What a difference a year makes. This time in 2013, markets across the world were thrown into turmoil as rumours abounded that the US Fed would begin tapering its quantitative easing programme.
Fast forward 12 months, and the same markets have remained cheerful, even as the US' rate-setting Federal Open Market Committee prepares to make the statement which will draw its $15bn (£9.3bn) monthly bond-buying experiment to a close.
The FTSE 100 was up 0.55 per cent in mid-morning trading, while Germany's DAX rose 0.71 per cent and France's CAC 40 rose 0.19 per cent. In Asia, Japan's Nikkei closed 1.46 per cent up, while China's Hang Seng closed 1.27 per cent higher.
The difference, of course, is this time around the general conensus is a rise in interest rates – which last year was even more feared than tapering – is still some way off. Shaky recovery in US labour markets remains key to staving off a rate hike. Fed officials have pointed out that tightening policy further could threaten the jobs market, and lead to even lower inflation. As long as that's the message, markets are likely to stay happy.
But what does a future without the Fed pumping liquidity into the market look like? When it comes to asset classes that can stand on their own two feet without such support, today's statement may kick off the process that sorts the wheat from the chaff.

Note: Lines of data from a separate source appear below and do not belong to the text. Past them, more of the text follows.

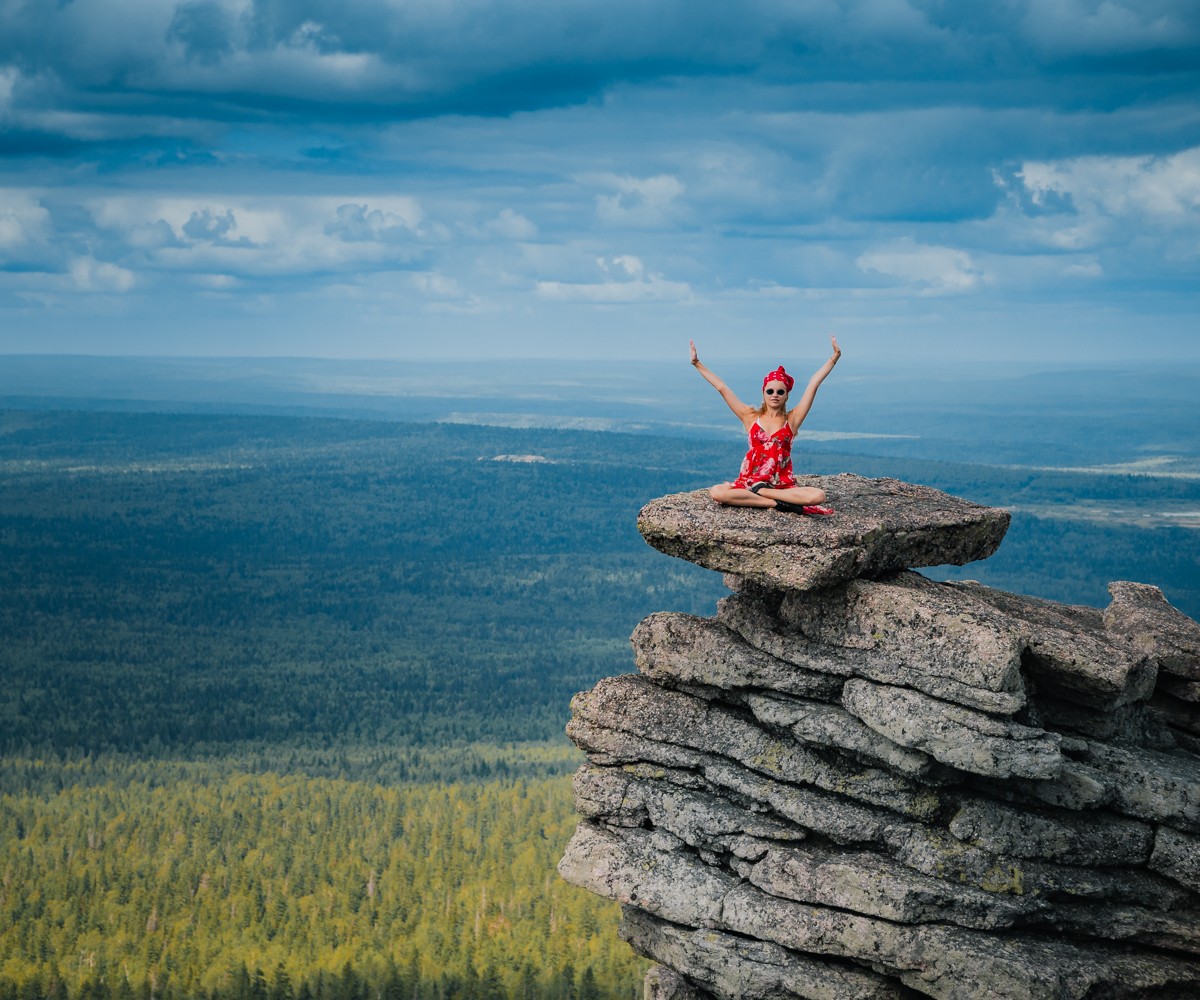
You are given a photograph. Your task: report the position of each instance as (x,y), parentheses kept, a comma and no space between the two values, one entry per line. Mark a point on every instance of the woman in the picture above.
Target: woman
(766,478)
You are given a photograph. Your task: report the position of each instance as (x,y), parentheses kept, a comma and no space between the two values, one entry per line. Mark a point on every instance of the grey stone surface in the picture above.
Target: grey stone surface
(732,966)
(937,959)
(749,617)
(864,882)
(1071,653)
(700,819)
(1177,856)
(661,983)
(1099,839)
(831,725)
(1141,615)
(1151,784)
(881,526)
(953,735)
(682,648)
(941,629)
(633,705)
(879,785)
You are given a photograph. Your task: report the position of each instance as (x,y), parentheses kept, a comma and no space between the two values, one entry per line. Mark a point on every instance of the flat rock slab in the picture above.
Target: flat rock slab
(880,526)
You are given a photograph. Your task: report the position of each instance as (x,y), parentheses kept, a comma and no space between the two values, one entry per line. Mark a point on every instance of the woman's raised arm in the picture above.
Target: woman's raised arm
(739,408)
(798,412)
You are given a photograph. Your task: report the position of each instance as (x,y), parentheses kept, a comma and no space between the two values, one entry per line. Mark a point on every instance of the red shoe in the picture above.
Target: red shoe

Still, markets' calmness in the face of potential adversity is encouraging, say analysts. Here's IG chief market strategist Brenda Kelly:
You could be forgiven for thinking that the Fed is not about to end QE today. The reaction in markets has not exactly been what many predicted, with investors apparently sanguine about the prospect of life without regular bond purchases by the US central bank. It is the commitment to low interest rates that is maintaining calm, and expectations are for a dovish Fed decision that will assuage fears about a premature rate hike.